Two items of note in the Q & A were as follows:

  • CMS has left it up to the MACs to define the “locality” for purposes of the nearest appropriate facility requirement. Therefore, providers and suppliers should ask their MAC for their definition.
  • CMS was asked whether the prior authorization program would continue nationwide, after this year. The representatives from CMS did not answer the question other than to advise the person who asked the question to submit it in writing to CMS.

Have questions? Please write to the Werfels at bwerfel@aol.com.

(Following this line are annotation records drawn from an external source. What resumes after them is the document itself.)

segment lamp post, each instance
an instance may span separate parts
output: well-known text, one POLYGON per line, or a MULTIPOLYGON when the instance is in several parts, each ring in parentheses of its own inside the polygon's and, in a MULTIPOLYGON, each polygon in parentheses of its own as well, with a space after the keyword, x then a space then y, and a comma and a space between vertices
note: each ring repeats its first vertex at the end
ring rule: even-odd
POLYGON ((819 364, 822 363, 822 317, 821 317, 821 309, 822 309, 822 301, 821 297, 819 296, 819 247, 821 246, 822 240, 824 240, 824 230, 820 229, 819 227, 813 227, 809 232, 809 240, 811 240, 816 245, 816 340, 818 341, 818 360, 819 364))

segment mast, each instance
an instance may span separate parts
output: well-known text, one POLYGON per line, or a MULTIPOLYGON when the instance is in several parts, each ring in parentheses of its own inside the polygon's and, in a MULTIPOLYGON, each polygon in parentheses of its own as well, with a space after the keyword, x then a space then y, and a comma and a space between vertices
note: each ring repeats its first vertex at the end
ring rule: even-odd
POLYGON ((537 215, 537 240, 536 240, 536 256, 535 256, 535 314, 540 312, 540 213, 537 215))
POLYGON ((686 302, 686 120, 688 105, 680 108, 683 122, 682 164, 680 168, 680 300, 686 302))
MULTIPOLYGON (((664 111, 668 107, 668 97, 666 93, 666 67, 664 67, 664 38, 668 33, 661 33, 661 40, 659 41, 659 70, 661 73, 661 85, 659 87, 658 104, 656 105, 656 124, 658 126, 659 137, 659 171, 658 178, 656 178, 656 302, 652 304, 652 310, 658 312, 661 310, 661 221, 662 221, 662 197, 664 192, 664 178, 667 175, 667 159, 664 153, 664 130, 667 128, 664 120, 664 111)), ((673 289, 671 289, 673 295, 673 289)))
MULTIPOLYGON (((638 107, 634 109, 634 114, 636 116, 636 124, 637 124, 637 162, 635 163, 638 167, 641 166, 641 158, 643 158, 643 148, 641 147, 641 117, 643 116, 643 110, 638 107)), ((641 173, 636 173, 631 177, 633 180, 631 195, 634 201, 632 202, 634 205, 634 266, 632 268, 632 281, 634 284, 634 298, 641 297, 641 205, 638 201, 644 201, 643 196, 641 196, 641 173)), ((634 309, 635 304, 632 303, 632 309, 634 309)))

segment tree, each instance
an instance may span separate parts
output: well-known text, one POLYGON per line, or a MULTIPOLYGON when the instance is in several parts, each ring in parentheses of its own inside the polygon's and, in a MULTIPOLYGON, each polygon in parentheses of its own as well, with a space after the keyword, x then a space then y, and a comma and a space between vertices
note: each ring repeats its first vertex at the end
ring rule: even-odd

Medicare “Locality” Rule & ALS Assessment

“Locality” Rule – MAC Discretion – Since the inception of the CMS Internet Only Manual (in 2003), the Benefit Policy Manual 100-02, Chapter 10, section 10.3.5 has always defined “Locality” as:

The term “Locality” with respect to ambulance service means the service area surrounding the institution to which individuals normally travel or are expected to travel to receive hospital or skilled nursing services.

An example is then listed to indicate that the ambulance transportation to either of two large metropolitan hospitals that regularly provide services to the small community where the emergency arose would be covered destinations.

On June 16, 2017, CMS issued Transmittal 236 to add the following at the end of the paragraph before the example:

The MAC’s have the discretion to define locality in their service areas.

Effectively, there is no change as Carriers and Intermediaries (now MACs) have always had discretion to determine the “locality” around each facility. Often, they did this with mileage edits, e.g. in an urban area, they may have set a parameter of 15 miles, but in a rural area, they have allowed a much larger area. Nevertheless, it is a good time to ask your MAC for their definitions of the localities in their service area or the mileage edits that they use.

A copy of the Transmittal can be obtained at: https://www.cms.gov/Regulations-and-Guidance/Guidance/Transmittals/2017Downloads/R236BP.pdf

ALS Assessment

The same Transmittal made two changes to the CMS definition of “ALS Assessment”, as listed in the Benefit Policy Manual, 100-02, Chapter 10, section 30.1.1, as follows:

1. Assuming the ALS assessment is performed and meets the definition, this section now states that the services provided by the supplier or provider “shall” be covered at the ALS emergency level. Previously, the definition indicated the services “may” be covered at the ALS emergency level. This change was needed as some MACs thought they did not have to pay ALS emergency when the ALS assessment is performed in accordance with the definition.

2. The other change was to add to the end of the paragraph “and all other coverage requirements are met”. In other words, aside from providing the ALS assessment in accordance with the definition, there must also be ambulance transportation, the origin/destination requirements are met, the provider/supplier must meet all vehicle and crew requirements, transportation was medically necessary, the ALS assessment was medically necessary, etc.

The effective date for the changes noted above is September 18, 2017.